Santa has always run a one-sleigh operation, but a new analysis could help him speed deliveries and save energy, if he ever decided to add a drone to his route.


A promising solution to coordinated vehicle/drone delivery to a grid of locations. The black curves are the routes the truck follows at 5 meters per second, and the blue lines inticate the route a drone takes while flying at 25 meters per second. Image courtesy of Los Alamos National Laboratory.

“People have considered combinations of ground vehicles and drones for deliveries in the past,” said study coauthor Kaarthik Sundar of the Information Systems and Modeling group at Los Alamos National Laboratory, “but they focused on trucks that would move from one point to the next, park while the drones visited various nearby locations, and then wait for the drones to return before moving on. We instead propose solutions for a truck that moves continuously, while a drone flies out and returns to the truck as it proceeds along its route.”

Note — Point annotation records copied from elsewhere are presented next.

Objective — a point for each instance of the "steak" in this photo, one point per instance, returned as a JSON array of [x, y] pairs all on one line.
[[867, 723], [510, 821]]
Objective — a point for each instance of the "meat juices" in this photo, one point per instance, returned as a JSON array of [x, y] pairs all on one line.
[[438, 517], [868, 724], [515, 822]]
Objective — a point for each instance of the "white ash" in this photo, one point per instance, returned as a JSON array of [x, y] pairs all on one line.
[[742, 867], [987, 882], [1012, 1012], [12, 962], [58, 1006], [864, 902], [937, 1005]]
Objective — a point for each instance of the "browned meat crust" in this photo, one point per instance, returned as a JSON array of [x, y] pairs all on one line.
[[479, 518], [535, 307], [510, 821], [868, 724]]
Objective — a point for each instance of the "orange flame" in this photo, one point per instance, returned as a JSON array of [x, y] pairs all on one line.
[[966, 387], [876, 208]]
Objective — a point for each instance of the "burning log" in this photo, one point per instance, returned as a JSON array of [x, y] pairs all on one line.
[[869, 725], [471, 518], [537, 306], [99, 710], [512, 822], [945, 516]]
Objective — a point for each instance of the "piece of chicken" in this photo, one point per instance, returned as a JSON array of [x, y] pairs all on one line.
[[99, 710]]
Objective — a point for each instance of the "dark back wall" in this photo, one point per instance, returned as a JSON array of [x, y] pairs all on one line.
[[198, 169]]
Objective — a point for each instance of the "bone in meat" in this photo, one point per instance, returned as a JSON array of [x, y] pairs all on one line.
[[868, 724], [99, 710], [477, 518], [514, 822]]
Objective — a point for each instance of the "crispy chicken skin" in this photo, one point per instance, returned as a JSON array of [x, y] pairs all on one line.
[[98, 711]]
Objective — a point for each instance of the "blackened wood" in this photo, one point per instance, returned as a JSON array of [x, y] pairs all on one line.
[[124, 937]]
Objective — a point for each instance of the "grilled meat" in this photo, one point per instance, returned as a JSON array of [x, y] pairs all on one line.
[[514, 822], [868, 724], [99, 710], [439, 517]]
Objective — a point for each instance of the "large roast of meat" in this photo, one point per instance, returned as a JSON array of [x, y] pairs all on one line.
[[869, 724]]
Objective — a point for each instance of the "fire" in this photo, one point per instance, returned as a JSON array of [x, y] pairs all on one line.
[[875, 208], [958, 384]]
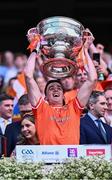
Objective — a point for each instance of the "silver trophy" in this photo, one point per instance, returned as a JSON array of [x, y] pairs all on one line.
[[59, 42]]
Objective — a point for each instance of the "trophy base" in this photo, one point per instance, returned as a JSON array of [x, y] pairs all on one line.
[[58, 67]]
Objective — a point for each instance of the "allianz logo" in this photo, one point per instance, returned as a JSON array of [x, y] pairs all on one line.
[[50, 153], [27, 151]]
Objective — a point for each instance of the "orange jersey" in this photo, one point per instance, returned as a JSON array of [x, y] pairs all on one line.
[[58, 125], [98, 87], [70, 95]]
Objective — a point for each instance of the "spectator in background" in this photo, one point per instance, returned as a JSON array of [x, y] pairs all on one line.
[[6, 111], [28, 135], [13, 130], [108, 115], [92, 129], [60, 123]]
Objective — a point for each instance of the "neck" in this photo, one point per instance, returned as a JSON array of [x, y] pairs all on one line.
[[109, 112]]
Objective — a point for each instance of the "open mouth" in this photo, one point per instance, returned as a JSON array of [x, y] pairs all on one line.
[[56, 95]]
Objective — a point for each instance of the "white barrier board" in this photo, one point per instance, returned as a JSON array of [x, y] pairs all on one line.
[[58, 153]]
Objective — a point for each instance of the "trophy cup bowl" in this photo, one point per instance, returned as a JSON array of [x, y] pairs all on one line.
[[61, 42]]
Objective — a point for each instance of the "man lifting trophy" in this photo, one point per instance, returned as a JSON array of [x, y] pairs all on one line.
[[58, 40]]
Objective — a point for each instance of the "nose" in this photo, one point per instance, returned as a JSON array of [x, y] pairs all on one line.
[[24, 128]]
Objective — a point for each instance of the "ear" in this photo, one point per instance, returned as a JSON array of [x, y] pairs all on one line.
[[91, 105], [46, 98]]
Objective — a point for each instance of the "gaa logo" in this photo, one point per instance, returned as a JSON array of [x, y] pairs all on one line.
[[27, 151]]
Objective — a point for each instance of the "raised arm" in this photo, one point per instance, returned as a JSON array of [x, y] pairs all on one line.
[[88, 86], [32, 87]]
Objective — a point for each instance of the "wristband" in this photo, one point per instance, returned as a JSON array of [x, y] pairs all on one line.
[[35, 51]]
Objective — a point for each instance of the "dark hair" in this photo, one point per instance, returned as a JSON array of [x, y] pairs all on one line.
[[23, 100], [4, 97], [94, 97], [52, 81]]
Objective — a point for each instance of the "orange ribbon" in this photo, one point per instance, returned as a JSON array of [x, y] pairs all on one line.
[[34, 42]]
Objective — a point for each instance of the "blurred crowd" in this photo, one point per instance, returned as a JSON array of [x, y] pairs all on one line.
[[17, 119]]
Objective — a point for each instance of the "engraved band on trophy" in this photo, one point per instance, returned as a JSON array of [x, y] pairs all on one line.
[[59, 40]]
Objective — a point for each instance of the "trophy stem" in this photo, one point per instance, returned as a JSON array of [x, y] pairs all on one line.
[[59, 55]]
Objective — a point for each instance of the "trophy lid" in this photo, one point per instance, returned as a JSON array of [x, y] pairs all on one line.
[[55, 24]]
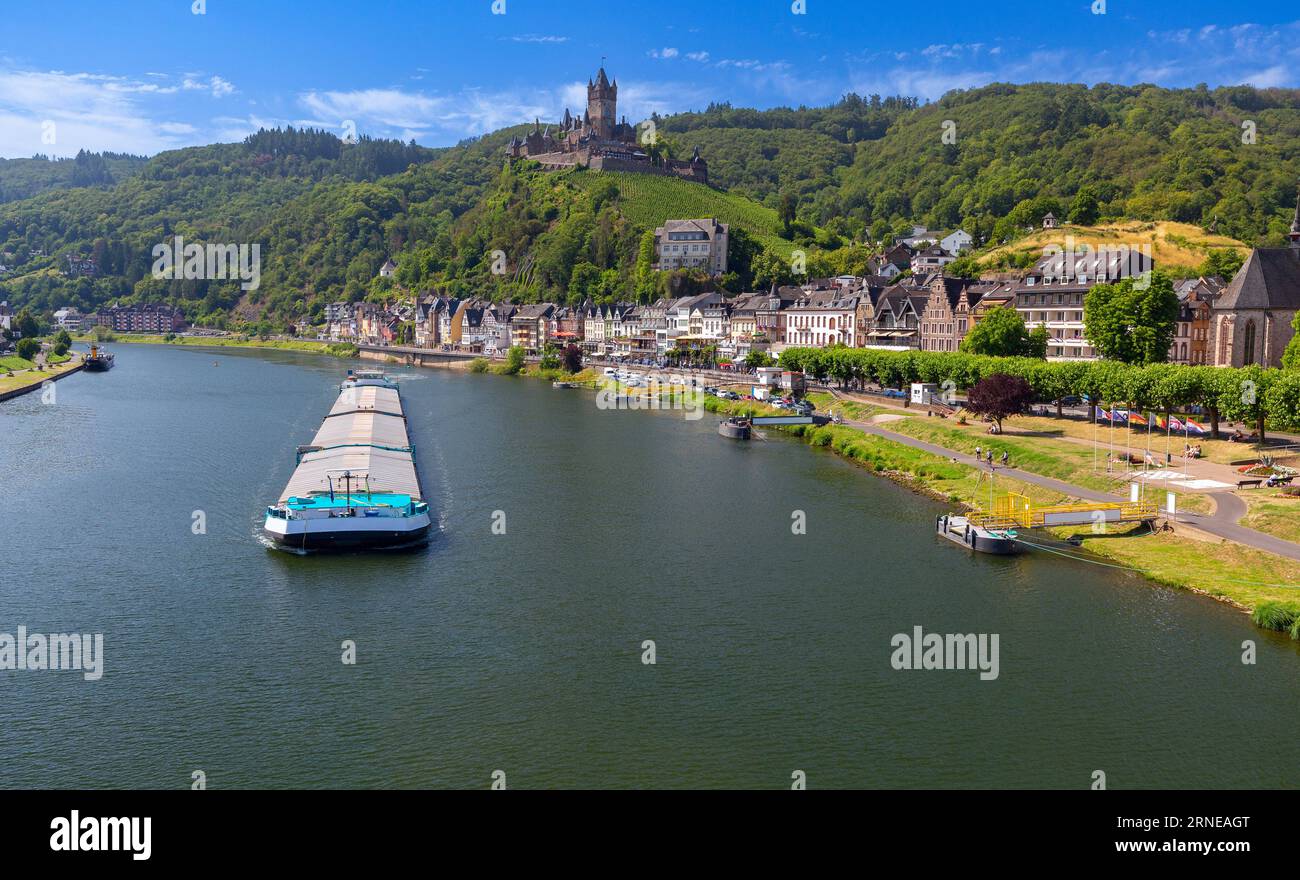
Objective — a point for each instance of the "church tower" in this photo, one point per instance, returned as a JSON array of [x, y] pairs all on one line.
[[1295, 226], [602, 100]]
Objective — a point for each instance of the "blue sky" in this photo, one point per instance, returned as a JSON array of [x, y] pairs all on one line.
[[151, 74]]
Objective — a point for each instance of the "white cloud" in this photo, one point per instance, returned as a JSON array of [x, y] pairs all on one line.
[[217, 86]]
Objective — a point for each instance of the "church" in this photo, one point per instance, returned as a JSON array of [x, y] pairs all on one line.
[[1252, 319], [601, 141]]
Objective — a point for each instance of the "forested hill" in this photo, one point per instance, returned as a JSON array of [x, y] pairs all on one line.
[[22, 178], [1148, 152], [824, 180]]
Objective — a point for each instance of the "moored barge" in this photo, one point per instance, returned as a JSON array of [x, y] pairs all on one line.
[[355, 486], [98, 360]]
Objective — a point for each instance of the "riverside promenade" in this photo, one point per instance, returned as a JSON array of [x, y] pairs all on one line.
[[1222, 523]]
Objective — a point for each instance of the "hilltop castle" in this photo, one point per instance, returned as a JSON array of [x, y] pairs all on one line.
[[601, 141]]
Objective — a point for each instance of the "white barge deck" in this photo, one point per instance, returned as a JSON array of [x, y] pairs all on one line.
[[355, 485]]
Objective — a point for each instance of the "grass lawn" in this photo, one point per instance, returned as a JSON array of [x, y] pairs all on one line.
[[14, 363], [34, 377], [1220, 568], [1041, 455], [1221, 450], [1273, 512]]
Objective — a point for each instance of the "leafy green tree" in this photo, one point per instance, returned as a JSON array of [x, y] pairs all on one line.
[[1222, 261], [27, 349], [1086, 207], [1282, 401], [1291, 356], [515, 360], [999, 395], [1132, 320], [572, 358]]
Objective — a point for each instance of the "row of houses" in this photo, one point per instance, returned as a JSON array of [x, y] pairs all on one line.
[[1246, 320], [144, 317]]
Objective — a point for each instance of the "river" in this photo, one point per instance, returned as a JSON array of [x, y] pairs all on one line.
[[523, 651]]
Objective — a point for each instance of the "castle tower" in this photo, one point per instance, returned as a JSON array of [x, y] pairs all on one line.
[[602, 100]]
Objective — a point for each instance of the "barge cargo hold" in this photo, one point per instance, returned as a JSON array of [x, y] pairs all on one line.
[[355, 486]]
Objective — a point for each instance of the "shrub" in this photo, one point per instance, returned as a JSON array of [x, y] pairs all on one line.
[[1275, 615]]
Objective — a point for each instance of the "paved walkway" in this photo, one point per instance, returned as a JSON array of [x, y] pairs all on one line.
[[1222, 523]]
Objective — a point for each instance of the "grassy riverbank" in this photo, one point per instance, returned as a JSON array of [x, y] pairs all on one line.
[[1222, 569], [22, 378], [336, 349]]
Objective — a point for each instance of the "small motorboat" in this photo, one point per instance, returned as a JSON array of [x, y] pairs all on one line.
[[735, 428], [960, 529]]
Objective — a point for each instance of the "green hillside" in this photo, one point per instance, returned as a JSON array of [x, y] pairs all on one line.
[[328, 215], [648, 200]]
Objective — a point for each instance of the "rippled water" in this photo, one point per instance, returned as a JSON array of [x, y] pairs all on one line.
[[523, 651]]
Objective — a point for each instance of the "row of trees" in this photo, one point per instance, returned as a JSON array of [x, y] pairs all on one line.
[[1251, 394]]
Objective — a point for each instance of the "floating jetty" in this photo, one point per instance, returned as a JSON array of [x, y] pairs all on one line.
[[742, 428], [355, 486], [995, 529]]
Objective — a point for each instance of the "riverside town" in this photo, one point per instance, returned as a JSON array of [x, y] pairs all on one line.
[[524, 395]]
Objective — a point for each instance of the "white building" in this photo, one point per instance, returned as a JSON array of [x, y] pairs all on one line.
[[690, 245], [957, 241], [69, 319]]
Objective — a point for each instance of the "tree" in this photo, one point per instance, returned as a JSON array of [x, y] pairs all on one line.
[[999, 395], [1291, 356], [1086, 207], [1001, 333], [27, 349], [26, 324], [515, 359], [1282, 401], [1222, 261], [1132, 320], [572, 358]]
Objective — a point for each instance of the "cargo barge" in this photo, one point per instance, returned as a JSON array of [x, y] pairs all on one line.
[[355, 485], [98, 360]]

According to information, Sundar and his coauthors formulate the problem of a ground vehicle (a sleigh, perhaps, in Santa’s case, although not a flying one) and a companion drone that must visit a set of locations (or, say, chimneys). The goal is to find a feasible route that takes into account the fact that drones are speedy, but have limited fuel and capacity, and that trucks are relatively slow, but have long ranges and large payloads.

A basic version of the so-called Variable Neighborhood Search algorithm identifies good solutions to the problem. The approach doesn’t provide the most optimal route for a truck and drone, but finds promising routes quickly.

The study, Coordinated Air-Ground Vehicle Routing with Timing Constraints, focuses primarily on surveillance scenarios involving a ground vehicle that serves as a moving base for a drone that flies out to collect data and returns to the ground vehicle to upload data and refuel. But Sundar points out that the problem is essentially the same for a delivery service truck and a drone dropping of packages.

Sundar’s coauthor, Sujit PB of Indraprastha Institute of Information Technology in Delhi, presented the study recently at the Indian Control Conference.